4.) You will spill coffee (hot or cold, doesn’t matter) on yourself if, and only if, you wear a freshly pressed white blouse to the office.

5.) If you are the working mom of an infant, you will discover a cascade of dried spit-up on the back of your jacket, but only after you’ve worn it for at least two hours (or to at least one meeting).

6.) Any electronic device that’s absolutely necessary to your sanity will be a.) missing or b.) out of batteries when you most need it.

7.) If you carry a purse, you will always have some sort of kid-type food in it, which you will discover when you are looking for something, like your ID. What you will not have in it is whatever you were actually looking for, like your ID.

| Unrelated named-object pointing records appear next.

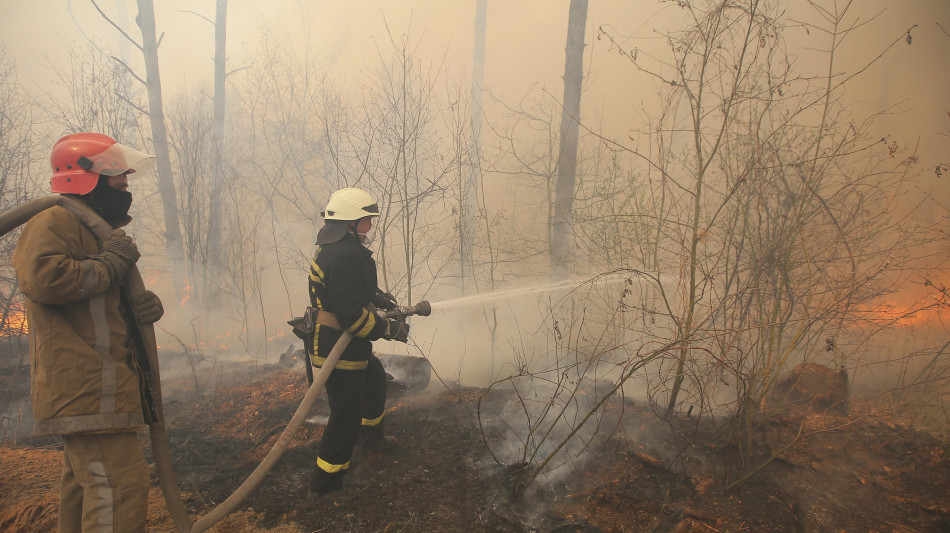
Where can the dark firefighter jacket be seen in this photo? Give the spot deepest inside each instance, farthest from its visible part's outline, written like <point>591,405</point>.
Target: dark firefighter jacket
<point>343,282</point>
<point>84,377</point>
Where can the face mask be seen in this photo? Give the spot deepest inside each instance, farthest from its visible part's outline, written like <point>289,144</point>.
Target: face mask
<point>111,203</point>
<point>368,237</point>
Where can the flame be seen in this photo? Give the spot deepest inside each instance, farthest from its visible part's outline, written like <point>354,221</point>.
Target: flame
<point>900,315</point>
<point>16,324</point>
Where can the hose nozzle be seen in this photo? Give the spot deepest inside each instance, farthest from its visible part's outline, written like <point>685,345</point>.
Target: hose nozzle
<point>423,308</point>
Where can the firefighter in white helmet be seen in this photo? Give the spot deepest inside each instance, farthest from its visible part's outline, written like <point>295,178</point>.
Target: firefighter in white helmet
<point>86,385</point>
<point>343,288</point>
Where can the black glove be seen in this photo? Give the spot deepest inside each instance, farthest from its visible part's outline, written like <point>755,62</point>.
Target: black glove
<point>396,330</point>
<point>148,308</point>
<point>384,300</point>
<point>118,253</point>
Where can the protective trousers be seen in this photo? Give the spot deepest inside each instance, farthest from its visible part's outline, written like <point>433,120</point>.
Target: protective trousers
<point>104,485</point>
<point>357,399</point>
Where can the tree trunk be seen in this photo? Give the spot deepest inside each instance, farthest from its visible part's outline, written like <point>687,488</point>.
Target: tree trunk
<point>469,200</point>
<point>561,231</point>
<point>217,167</point>
<point>166,183</point>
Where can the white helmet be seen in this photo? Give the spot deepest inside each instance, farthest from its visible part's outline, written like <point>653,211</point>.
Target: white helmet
<point>350,204</point>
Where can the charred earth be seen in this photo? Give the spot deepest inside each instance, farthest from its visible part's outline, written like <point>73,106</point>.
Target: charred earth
<point>826,471</point>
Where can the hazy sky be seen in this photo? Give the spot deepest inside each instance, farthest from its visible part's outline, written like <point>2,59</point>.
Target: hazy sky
<point>525,49</point>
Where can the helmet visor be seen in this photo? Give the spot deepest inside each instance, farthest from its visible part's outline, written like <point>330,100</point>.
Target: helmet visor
<point>117,159</point>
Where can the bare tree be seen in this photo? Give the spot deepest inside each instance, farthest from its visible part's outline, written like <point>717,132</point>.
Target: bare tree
<point>16,187</point>
<point>159,136</point>
<point>468,194</point>
<point>561,232</point>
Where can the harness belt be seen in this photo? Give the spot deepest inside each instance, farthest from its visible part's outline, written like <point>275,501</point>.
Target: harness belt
<point>326,318</point>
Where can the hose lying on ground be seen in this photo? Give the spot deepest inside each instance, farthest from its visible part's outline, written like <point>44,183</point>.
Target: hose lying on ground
<point>280,446</point>
<point>13,218</point>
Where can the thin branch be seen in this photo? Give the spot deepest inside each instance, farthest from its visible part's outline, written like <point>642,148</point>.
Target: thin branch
<point>116,26</point>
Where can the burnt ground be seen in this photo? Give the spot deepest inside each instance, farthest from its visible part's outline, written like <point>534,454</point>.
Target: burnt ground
<point>867,471</point>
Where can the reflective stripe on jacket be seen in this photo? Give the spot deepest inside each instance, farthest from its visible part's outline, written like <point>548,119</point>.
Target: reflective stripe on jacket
<point>83,376</point>
<point>343,282</point>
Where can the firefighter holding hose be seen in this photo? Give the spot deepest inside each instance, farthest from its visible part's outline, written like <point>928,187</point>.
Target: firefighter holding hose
<point>86,383</point>
<point>343,290</point>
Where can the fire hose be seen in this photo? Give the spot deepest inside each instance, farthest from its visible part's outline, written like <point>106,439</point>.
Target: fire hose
<point>19,215</point>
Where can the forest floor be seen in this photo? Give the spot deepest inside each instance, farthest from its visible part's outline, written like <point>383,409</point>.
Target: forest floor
<point>862,472</point>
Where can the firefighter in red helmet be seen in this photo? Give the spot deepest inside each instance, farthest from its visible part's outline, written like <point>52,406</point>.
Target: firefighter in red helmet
<point>86,385</point>
<point>343,289</point>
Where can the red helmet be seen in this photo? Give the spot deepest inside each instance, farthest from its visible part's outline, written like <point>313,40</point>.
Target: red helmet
<point>79,158</point>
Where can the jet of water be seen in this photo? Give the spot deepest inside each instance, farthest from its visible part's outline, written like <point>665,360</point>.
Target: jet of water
<point>509,294</point>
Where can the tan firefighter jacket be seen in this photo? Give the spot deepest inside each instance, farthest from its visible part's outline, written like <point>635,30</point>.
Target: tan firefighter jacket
<point>84,377</point>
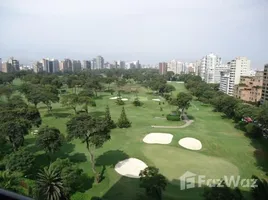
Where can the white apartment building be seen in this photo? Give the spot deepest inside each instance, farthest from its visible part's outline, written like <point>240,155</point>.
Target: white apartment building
<point>175,66</point>
<point>237,68</point>
<point>211,66</point>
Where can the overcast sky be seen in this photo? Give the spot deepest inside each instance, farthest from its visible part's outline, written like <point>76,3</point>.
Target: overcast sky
<point>148,30</point>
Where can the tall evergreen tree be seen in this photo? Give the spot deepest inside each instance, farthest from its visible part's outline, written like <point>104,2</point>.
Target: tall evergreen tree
<point>123,121</point>
<point>108,119</point>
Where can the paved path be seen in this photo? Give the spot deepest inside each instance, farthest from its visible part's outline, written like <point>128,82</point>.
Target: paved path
<point>187,123</point>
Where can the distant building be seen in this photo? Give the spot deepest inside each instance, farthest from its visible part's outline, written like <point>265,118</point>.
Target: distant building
<point>175,66</point>
<point>55,66</point>
<point>211,68</point>
<point>250,88</point>
<point>76,66</point>
<point>37,67</point>
<point>236,68</point>
<point>121,64</point>
<point>93,63</point>
<point>265,84</point>
<point>86,64</point>
<point>162,68</point>
<point>11,65</point>
<point>0,64</point>
<point>99,62</point>
<point>66,65</point>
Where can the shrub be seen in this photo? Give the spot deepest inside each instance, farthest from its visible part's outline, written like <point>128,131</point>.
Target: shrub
<point>253,130</point>
<point>123,121</point>
<point>171,117</point>
<point>137,102</point>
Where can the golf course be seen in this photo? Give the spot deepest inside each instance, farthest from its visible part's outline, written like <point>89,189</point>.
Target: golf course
<point>223,150</point>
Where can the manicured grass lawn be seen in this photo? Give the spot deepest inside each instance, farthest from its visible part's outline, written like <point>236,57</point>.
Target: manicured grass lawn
<point>226,151</point>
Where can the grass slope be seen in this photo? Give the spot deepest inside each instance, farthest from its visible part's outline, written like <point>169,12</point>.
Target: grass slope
<point>226,151</point>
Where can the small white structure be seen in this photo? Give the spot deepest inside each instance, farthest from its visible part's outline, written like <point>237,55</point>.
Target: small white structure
<point>130,167</point>
<point>190,143</point>
<point>158,138</point>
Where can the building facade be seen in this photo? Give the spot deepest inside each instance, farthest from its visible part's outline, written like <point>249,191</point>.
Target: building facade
<point>236,68</point>
<point>37,67</point>
<point>250,88</point>
<point>210,68</point>
<point>162,68</point>
<point>76,66</point>
<point>265,85</point>
<point>99,62</point>
<point>87,64</point>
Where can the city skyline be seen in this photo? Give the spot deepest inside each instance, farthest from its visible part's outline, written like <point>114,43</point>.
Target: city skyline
<point>150,31</point>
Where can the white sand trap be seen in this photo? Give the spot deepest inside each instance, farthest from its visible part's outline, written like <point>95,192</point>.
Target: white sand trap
<point>130,167</point>
<point>190,143</point>
<point>114,98</point>
<point>158,138</point>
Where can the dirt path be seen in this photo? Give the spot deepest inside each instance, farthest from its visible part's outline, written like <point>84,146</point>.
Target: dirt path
<point>187,123</point>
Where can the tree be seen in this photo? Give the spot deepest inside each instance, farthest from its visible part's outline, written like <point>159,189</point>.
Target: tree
<point>253,130</point>
<point>182,101</point>
<point>153,182</point>
<point>6,90</point>
<point>21,161</point>
<point>222,193</point>
<point>49,185</point>
<point>263,115</point>
<point>70,100</point>
<point>50,139</point>
<point>92,131</point>
<point>123,122</point>
<point>10,181</point>
<point>137,102</point>
<point>260,192</point>
<point>72,176</point>
<point>108,119</point>
<point>16,118</point>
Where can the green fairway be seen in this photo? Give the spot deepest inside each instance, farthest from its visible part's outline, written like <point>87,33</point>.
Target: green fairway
<point>225,151</point>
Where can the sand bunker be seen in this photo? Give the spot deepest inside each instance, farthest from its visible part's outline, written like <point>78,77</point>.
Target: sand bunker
<point>130,167</point>
<point>190,143</point>
<point>114,98</point>
<point>158,138</point>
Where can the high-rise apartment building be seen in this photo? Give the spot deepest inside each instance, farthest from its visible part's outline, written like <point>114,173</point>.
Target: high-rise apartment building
<point>0,64</point>
<point>211,66</point>
<point>265,85</point>
<point>86,64</point>
<point>250,88</point>
<point>56,66</point>
<point>121,64</point>
<point>76,66</point>
<point>99,62</point>
<point>37,67</point>
<point>176,67</point>
<point>162,68</point>
<point>236,68</point>
<point>93,63</point>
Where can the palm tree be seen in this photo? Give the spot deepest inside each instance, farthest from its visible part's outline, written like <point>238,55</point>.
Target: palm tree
<point>49,184</point>
<point>10,181</point>
<point>153,182</point>
<point>260,191</point>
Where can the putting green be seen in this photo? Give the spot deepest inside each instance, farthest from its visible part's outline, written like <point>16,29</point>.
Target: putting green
<point>174,162</point>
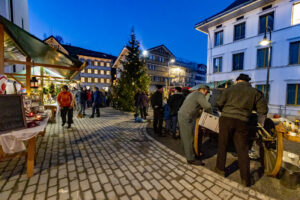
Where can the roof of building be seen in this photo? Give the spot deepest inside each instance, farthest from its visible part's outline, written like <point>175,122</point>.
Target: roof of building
<point>75,51</point>
<point>236,4</point>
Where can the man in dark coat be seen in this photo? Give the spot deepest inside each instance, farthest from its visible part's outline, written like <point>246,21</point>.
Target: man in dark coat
<point>98,100</point>
<point>158,111</point>
<point>175,102</point>
<point>236,105</point>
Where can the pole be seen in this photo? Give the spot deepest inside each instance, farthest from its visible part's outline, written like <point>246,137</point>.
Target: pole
<point>28,76</point>
<point>1,49</point>
<point>268,67</point>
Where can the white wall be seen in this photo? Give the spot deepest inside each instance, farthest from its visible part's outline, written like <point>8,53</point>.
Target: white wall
<point>281,73</point>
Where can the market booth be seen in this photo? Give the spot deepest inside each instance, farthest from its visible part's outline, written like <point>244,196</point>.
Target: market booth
<point>23,117</point>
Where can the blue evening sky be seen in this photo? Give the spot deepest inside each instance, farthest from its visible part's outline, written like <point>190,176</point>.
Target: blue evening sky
<point>105,25</point>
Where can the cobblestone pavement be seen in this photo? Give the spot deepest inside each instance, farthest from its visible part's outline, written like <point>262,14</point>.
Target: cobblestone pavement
<point>106,158</point>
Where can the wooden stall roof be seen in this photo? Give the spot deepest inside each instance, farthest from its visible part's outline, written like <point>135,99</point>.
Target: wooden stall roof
<point>19,44</point>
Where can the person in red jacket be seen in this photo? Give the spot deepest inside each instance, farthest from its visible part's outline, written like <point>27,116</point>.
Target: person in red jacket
<point>65,101</point>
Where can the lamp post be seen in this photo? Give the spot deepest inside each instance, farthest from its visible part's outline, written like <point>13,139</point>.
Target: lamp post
<point>264,42</point>
<point>170,61</point>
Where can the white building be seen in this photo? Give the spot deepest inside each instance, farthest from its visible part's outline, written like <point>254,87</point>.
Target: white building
<point>15,11</point>
<point>233,48</point>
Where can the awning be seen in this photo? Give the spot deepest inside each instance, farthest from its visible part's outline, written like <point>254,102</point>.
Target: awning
<point>19,44</point>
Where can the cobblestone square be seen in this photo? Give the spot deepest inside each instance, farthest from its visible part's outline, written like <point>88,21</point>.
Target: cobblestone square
<point>108,158</point>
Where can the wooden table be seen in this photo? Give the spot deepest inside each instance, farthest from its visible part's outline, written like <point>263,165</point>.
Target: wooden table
<point>31,149</point>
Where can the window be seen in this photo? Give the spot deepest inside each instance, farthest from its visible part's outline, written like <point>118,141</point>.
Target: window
<point>238,61</point>
<point>218,64</point>
<point>262,57</point>
<point>294,53</point>
<point>263,89</point>
<point>296,14</point>
<point>239,31</point>
<point>293,94</point>
<point>219,38</point>
<point>265,21</point>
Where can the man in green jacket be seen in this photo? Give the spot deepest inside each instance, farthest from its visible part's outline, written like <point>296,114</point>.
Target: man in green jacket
<point>236,105</point>
<point>187,115</point>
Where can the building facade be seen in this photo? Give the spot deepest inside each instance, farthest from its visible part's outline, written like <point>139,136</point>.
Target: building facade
<point>233,47</point>
<point>15,11</point>
<point>164,68</point>
<point>98,70</point>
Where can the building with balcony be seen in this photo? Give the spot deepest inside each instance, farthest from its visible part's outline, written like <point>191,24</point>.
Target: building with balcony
<point>164,68</point>
<point>233,47</point>
<point>97,72</point>
<point>15,11</point>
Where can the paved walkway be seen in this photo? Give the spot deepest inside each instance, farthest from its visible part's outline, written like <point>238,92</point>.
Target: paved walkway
<point>106,158</point>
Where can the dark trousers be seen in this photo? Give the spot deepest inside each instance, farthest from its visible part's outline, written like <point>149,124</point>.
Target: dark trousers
<point>67,111</point>
<point>143,112</point>
<point>158,120</point>
<point>230,127</point>
<point>174,124</point>
<point>96,109</point>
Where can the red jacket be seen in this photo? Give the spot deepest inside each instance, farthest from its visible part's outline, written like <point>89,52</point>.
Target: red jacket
<point>65,99</point>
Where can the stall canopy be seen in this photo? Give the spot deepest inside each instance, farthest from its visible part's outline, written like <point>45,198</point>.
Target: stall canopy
<point>19,45</point>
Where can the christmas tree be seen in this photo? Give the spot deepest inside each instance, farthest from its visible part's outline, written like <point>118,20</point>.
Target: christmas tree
<point>133,78</point>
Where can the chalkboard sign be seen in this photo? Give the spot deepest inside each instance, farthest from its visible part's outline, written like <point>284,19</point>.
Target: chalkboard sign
<point>12,114</point>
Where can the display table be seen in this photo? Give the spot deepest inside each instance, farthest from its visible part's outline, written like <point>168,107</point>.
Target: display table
<point>54,109</point>
<point>13,142</point>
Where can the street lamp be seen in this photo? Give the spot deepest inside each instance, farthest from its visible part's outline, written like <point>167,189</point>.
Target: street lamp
<point>264,42</point>
<point>172,60</point>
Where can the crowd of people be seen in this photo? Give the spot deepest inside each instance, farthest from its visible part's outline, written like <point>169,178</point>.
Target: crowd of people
<point>236,106</point>
<point>79,100</point>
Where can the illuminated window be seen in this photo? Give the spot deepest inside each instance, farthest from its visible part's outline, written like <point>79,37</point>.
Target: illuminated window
<point>296,14</point>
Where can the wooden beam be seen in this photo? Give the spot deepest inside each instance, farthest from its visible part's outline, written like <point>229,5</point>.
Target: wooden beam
<point>28,76</point>
<point>40,64</point>
<point>1,49</point>
<point>13,77</point>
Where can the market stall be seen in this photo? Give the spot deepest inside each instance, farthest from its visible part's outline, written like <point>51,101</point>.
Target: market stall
<point>23,117</point>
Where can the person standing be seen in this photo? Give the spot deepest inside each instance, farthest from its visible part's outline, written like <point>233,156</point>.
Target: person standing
<point>190,110</point>
<point>98,99</point>
<point>175,102</point>
<point>158,111</point>
<point>236,104</point>
<point>83,101</point>
<point>65,101</point>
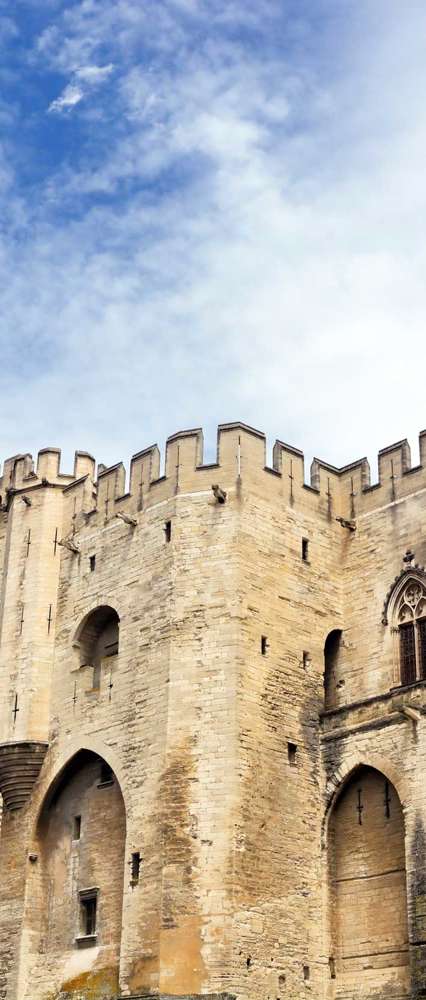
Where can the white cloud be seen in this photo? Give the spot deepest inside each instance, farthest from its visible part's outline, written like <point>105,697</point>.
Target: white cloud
<point>262,256</point>
<point>70,96</point>
<point>86,77</point>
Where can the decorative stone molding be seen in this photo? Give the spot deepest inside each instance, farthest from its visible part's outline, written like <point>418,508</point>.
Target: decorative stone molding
<point>188,996</point>
<point>20,765</point>
<point>415,574</point>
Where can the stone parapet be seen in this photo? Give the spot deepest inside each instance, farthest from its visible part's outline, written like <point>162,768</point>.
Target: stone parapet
<point>20,765</point>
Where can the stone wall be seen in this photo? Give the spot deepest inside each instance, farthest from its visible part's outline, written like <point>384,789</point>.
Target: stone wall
<point>238,789</point>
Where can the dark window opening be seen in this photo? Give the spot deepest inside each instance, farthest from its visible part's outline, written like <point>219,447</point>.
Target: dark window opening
<point>135,867</point>
<point>106,775</point>
<point>88,913</point>
<point>408,653</point>
<point>332,650</point>
<point>421,633</point>
<point>97,639</point>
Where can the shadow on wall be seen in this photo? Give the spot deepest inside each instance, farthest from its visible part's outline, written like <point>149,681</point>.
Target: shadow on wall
<point>332,658</point>
<point>367,890</point>
<point>97,639</point>
<point>75,890</point>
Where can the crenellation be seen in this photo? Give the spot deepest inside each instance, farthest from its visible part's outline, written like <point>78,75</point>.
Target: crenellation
<point>213,681</point>
<point>110,486</point>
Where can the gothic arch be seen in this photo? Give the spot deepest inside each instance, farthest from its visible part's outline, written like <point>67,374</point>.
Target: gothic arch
<point>49,779</point>
<point>417,574</point>
<point>367,892</point>
<point>96,639</point>
<point>76,880</point>
<point>343,774</point>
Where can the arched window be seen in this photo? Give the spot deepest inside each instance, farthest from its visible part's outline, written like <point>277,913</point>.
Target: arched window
<point>97,639</point>
<point>331,661</point>
<point>410,621</point>
<point>77,883</point>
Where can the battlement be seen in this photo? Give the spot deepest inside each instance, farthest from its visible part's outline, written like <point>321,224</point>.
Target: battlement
<point>241,456</point>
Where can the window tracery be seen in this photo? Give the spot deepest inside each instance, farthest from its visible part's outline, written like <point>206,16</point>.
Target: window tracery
<point>410,623</point>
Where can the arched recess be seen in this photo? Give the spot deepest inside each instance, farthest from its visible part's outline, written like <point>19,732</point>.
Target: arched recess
<point>367,889</point>
<point>332,658</point>
<point>75,892</point>
<point>97,639</point>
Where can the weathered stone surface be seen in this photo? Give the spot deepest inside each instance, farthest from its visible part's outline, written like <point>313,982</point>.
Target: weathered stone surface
<point>240,835</point>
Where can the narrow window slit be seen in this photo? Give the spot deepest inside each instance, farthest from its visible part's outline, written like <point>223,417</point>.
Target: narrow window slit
<point>135,867</point>
<point>106,775</point>
<point>88,912</point>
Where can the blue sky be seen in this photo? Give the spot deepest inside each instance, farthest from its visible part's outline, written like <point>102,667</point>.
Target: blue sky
<point>212,211</point>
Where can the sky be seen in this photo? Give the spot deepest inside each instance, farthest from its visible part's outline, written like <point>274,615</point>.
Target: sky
<point>212,210</point>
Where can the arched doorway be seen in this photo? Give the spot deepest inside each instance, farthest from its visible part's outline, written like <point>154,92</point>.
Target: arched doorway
<point>76,884</point>
<point>369,934</point>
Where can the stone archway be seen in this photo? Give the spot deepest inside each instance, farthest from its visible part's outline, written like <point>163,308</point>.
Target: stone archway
<point>75,895</point>
<point>368,896</point>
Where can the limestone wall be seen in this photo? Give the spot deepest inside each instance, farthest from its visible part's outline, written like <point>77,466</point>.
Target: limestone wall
<point>211,716</point>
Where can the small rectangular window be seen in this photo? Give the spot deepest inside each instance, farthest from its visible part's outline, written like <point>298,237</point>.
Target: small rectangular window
<point>135,867</point>
<point>421,625</point>
<point>88,912</point>
<point>408,653</point>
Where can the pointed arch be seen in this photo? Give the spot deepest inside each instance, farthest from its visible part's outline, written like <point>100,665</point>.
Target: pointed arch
<point>367,887</point>
<point>416,573</point>
<point>97,639</point>
<point>74,905</point>
<point>405,609</point>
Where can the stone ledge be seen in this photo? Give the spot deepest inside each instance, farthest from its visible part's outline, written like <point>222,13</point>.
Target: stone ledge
<point>186,996</point>
<point>20,765</point>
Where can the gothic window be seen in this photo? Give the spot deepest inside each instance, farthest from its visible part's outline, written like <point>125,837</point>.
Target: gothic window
<point>410,623</point>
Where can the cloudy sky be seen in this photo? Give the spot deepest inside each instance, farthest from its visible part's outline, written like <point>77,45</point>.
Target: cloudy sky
<point>212,210</point>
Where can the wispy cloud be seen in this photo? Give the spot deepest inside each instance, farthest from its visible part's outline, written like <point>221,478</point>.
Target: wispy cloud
<point>85,78</point>
<point>232,228</point>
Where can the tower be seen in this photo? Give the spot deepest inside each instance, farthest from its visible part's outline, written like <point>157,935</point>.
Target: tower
<point>212,733</point>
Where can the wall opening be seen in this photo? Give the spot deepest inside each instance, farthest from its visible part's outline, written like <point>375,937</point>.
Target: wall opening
<point>76,894</point>
<point>367,886</point>
<point>97,640</point>
<point>332,657</point>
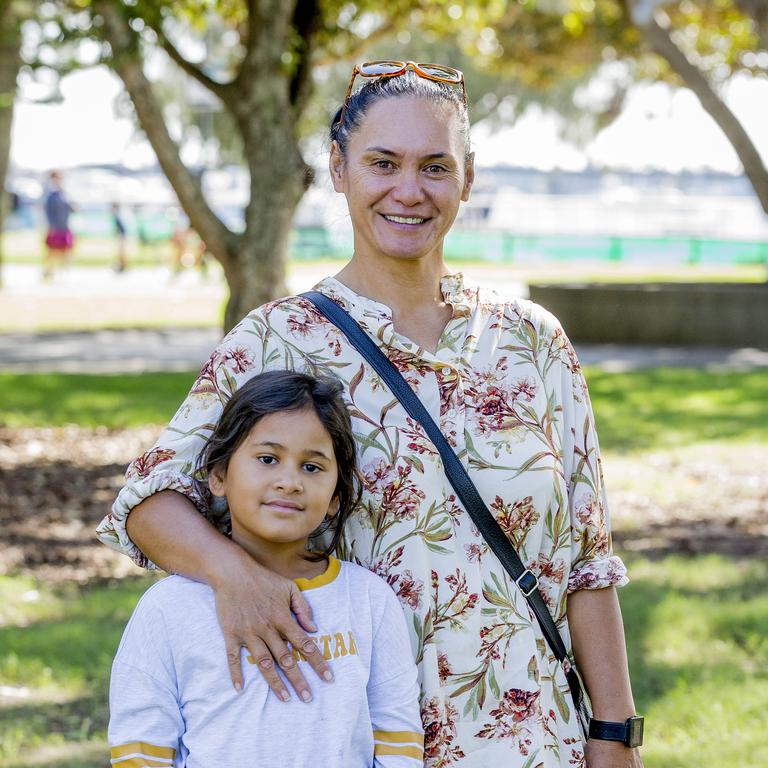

8.) You will slave over an amazing meal that the kids won’t touch, and you will throw together a last-minute “gotta get them fed” meal that they devour.

9.) If you are a nursing mother who is pumping at the office, your pump will be loud — teeth-grittingly, terribly loud — no matter which kind you buy or what you do to muffle it.

10.) You will go to work more than once with a sticky, kid-applied kiss on your cheek — and you deliberately won’t wash it off.

Do you have a law to add to the list? Leave it in the comments!

1 comment:

Anonymous said...

And for those with older children:

1. The less homework they say they have, the later you stay up fixing the computer, finding lined paper, making sure cellphones are off and that they actually get some sleep.

2. The more important the question, the more likely you will be asked in a car three minutes before arrival, requiring a suddenly blank mind to produce concise, objective answers worthy of producing desired behavior in a teenager.

3. All romantic notions formerly entertained when spotting cute couples holding hands turn on their heads the first time your child is seen handholding.

4. A hug from a teenager is even better than hearing a baby laugh. Really.